Las selecciones de España y Argentina, vigentes campeonas de Europa y América, se enfrentarán este domingo en la Finalissima, pero no en la fecha ni sede originalmente pactadas. El partido, que debió disputarse el 27 de marzo en Catar, fue suspendido por el conflicto bélico desatado tras los ataques de Israel y Estados Unidos a Irán, que respondió con lanzamiento de misiles a otros países de la zona con bases estadounidenses.
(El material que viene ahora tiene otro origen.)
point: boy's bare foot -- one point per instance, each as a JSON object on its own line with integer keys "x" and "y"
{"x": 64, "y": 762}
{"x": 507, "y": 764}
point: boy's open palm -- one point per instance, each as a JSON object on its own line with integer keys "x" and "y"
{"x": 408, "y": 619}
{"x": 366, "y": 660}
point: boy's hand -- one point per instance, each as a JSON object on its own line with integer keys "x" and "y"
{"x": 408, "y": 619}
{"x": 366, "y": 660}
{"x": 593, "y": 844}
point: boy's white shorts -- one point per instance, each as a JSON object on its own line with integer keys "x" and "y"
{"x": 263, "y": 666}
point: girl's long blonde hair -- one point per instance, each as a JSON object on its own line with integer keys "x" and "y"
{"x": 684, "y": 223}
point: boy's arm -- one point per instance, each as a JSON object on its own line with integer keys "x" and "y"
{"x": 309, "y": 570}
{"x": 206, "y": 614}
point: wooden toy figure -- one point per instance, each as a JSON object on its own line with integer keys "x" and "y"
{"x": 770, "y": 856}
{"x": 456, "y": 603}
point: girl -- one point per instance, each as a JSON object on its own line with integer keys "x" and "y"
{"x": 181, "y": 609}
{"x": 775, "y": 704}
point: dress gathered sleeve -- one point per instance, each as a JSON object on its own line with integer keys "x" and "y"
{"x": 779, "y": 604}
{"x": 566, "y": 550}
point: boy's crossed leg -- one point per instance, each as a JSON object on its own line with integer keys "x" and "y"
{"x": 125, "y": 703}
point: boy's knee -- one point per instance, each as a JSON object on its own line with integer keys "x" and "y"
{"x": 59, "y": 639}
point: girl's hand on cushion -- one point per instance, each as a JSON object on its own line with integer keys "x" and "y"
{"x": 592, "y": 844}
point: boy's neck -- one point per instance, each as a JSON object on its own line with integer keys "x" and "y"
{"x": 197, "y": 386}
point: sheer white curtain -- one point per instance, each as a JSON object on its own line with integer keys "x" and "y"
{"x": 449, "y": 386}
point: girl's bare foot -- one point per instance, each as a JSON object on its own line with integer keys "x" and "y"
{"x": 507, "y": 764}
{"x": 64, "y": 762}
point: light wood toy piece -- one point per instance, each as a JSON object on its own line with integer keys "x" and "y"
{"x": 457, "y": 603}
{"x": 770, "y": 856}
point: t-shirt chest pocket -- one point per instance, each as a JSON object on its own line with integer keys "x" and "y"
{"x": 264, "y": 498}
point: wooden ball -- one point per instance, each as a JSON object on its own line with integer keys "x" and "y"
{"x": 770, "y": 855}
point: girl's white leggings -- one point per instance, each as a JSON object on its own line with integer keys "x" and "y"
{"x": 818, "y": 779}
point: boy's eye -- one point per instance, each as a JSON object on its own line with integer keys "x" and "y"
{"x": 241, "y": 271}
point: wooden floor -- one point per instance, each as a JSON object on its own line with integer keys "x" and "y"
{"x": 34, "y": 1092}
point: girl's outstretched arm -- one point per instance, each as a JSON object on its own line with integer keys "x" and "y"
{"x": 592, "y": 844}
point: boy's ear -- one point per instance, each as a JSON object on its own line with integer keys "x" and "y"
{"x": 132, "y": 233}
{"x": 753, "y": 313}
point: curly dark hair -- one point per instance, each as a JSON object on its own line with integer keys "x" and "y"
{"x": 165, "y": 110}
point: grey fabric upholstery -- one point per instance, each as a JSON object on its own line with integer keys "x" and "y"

Un conflicto que truncó el calendario
El atractivo encuentro, que forma parte del camino hacia el Mundial 2026, no pudo celebrarse en la fecha estipulada en el contrato. La guerra en la región impidió que Catar, sede neutral acordada, albergara el partido. A partir de ahí, comenzó una serie de desacuerdos entre UEFA y la Federación Española, por un lado, y la Conmebol y la Asociación del Fútbol Argentino, por el otro.
Las posturas encontradas de UEFA y Conmebol
El 15 de marzo se hizo oficial la suspensión. UEFA manifestó su 'decepción' y señaló que 'las circunstancias y el momento' privaron a los equipos de la oportunidad de competir por este prestigioso trofeo en Catar. El organismo europeo aseguró haber explorado alternativas viables, pero todas resultaron inaceptables para la AFA.
Con la firme determinación de salvar este importante encuentro, y a pesar de las comprensibles dificultades que supone reubicar un partido de tal importancia con tan poca antelación, la UEFA exploró otras alternativas viables, pero todas ellas resultaron finalmente inaceptables para la Asociación del Fútbol Argentino.
La Conmebol, por su parte, defendió la postura argentina y argumentó que no se encontró una sede ni fecha que satisficiera a ambas partes. Finalmente, el partido se ha retomado en el marco del Mundial 2026, 114 días después de la fecha prevista, en un escenario que promete ser el más incomparable de todos.